We must invest in reducing the two greatest risks smallholders face: weather-related risk from climate change and market-related risk from globalization. Hope lies in stress-tolerant crops and innovative insurance plans, as well as social safety nets and other public welfare programs

By Shenggen Fan, Director General, International Food Policy Research Institute (IFPRI)

While smallholder farmers in emerging economies like China and Vietnam may have an opportunity to increase their farm size they will remain small in many parts of the developing world. They are central to global food security and poverty reduction, particularly in Sub-Saharan Africa and South Asia. 

However, like all farmers, they are affected by two global shocks: climate change and increasing volatility of agricultural commodity prices. In addition to reducing crop yields, climate change increases the magnitude and the frequency of extreme weather events, which increase smallholder vulnerability. 

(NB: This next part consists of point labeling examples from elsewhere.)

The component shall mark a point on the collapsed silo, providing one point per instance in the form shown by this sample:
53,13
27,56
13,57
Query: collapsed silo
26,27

Price volatility makes it difficult for farmers to know at the planting stage what crops they can sell profitably at harvest time, or whether the bottom line of a usually profitable but input-intensive crop will turn negative when input prices suddenly rise. 

Managing Climate Change Risks
Climate variability forces farmers to adapt their agricultural practices. While for a few farmers in some regions climate change may turn out to be beneficial, many farmers will face major challenges to maintain or even improve their productivity, which is necessary to feed a growing world population. Most importantly, a less predictable climate marked by extreme weather events and changing seasons considerably increases farmers’ difficulties in managing related risks. 

“Research on drought-tolerant maize, millet and sorghum is expected to generate benefits worth millions of dollars each year.”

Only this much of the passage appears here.